Les franchises médicales, instaurées pour impliquer les assurés dans la préservation du système de santé, suscitent des interrogations quant à leur recouvrement tardif par l’Assurance maladie. Ces contributions, qui ont doublé en 2024, peuvent être prélevées jusqu’à cinq ans après une consultation. Cette situation soulève des questions sur la transparence et la responsabilité des patients face à ces frais.
EN BREF
- Les franchises médicales sont désormais de 1 € par boîte de médicaments et jusqu’à 4 € pour le transport sanitaire.
- Les assurés peuvent être prélevés jusqu’à cinq ans après une consultation.
- Cette méthode de recouvrement a fait l’objet de critiques au sein de l’Assemblée nationale.
En 2024, les franchises médicales, qui incluent les participations forfaitaires, ont été revues à la hausse. Celles-ci s’élèvent à 1 € par boîte de médicaments, 1 € par acte paramédical et 4 € par transport sanitaire, dans une limite annuelle de 50 €. Leur objectif principal est d’inciter les patients à ne pas surconsommer de soins et à assumer une part des coûts liés à leur santé. Cela explique pourquoi les complémentaires santé dites « responsables » ne les remboursent pas.

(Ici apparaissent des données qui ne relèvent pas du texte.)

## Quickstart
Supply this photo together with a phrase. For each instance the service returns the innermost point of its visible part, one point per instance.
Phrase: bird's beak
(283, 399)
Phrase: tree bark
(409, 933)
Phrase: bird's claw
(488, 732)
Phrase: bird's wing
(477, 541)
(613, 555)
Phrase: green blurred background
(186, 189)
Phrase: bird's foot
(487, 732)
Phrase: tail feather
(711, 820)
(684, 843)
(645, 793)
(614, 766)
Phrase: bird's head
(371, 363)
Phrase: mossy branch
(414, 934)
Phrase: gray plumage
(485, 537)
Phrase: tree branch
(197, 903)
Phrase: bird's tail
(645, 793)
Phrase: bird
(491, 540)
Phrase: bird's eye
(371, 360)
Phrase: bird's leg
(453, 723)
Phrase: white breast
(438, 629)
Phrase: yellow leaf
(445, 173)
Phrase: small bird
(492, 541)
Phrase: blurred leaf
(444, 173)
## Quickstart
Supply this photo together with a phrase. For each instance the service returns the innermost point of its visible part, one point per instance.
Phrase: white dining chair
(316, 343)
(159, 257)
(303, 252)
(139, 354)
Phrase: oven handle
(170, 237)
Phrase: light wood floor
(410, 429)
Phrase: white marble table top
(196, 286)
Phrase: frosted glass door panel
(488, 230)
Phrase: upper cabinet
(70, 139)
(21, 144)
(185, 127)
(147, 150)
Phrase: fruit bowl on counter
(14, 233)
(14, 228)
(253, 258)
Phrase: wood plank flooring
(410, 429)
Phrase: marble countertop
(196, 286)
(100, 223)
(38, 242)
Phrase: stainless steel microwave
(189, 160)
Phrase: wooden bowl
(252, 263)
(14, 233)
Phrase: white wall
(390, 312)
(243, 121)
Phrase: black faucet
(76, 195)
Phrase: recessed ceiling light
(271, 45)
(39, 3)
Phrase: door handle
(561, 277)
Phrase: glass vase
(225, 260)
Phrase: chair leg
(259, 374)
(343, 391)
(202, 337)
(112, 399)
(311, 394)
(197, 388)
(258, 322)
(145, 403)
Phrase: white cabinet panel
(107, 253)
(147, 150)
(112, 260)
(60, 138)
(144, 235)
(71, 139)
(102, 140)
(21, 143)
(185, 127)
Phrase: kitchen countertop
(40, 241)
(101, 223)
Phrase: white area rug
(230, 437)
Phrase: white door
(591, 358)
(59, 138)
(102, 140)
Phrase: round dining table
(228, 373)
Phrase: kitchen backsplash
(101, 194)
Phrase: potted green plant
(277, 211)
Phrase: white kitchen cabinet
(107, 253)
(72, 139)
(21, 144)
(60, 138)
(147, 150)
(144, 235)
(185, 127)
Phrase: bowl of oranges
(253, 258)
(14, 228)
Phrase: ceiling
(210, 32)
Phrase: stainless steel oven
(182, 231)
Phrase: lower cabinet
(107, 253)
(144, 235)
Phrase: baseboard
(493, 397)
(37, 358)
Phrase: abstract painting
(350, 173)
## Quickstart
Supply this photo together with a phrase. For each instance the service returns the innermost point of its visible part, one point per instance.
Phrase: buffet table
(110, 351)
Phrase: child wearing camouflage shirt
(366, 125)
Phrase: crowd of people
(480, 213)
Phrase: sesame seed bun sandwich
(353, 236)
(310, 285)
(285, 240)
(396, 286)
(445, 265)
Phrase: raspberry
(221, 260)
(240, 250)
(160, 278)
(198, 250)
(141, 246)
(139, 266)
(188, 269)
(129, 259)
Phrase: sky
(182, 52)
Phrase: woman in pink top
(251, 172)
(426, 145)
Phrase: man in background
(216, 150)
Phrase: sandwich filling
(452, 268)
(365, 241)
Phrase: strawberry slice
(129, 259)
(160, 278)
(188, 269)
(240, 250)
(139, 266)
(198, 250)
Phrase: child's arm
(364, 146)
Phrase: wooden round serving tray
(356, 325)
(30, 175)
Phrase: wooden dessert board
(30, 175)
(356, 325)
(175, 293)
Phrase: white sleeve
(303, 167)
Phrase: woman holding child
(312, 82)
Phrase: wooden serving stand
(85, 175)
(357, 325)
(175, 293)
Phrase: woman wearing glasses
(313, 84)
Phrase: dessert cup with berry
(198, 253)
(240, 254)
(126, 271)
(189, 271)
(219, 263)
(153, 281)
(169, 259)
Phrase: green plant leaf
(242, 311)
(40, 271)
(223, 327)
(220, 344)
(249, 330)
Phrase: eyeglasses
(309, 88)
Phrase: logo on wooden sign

Ce prélèvement peut parfois survenir bien plus tard que prévu. C’est la situation à laquelle a été confronté Arnaud, un lecteur qui a reçu une demande de paiement pour des franchises médicales liées à une consultation ophtalmique de 2024, alors qu’il avait déjà réglé cette somme auprès du praticien. Cette situation soulève une question légitime : est-ce normal ?
En réalité, l’Assurance maladie est dans son droit. Selon la législation, elle dispose d’un délai de cinq ans pour récupérer les franchises et participations forfaitaires. En l’absence d’un délai de prescription spécifique, c’est l’article L224 du code civil qui s’applique. Dans le cas d’Arnaud, l’ophtalmologue n’ayant pas appliqué le tiers payant, les franchises ont été déduites ultérieurement.
Pour ceux qui paient leurs soins directement, sans tiers payant, les franchises sont immédiatement déduites des remboursements. Ces montants apparaissent sur les relevés, précisant la date, le montant et l’acte concerné. En revanche, lorsque le tiers payant est utilisé, les franchises sont déduites de remboursements ultérieurs, ce qui peut impliquer d’autres ayants droit comme des enfants ou des conjoints.
Il est également à noter que ces prélèvements peuvent s’appliquer à d’autres prestations, comme les indemnités journalières, les pensions d’invalidité ou même les frais funéraires. Cependant, ils ne peuvent pas être déduits des rentes liées aux accidents du travail ou de maladie professionnelle. Cela signifie qu’un assuré qui utilise majoritairement le tiers payant et ne reçoit aucune indemnité ou pension pourrait se retrouver dans une situation où des sommes dues restent impayées sur une longue période.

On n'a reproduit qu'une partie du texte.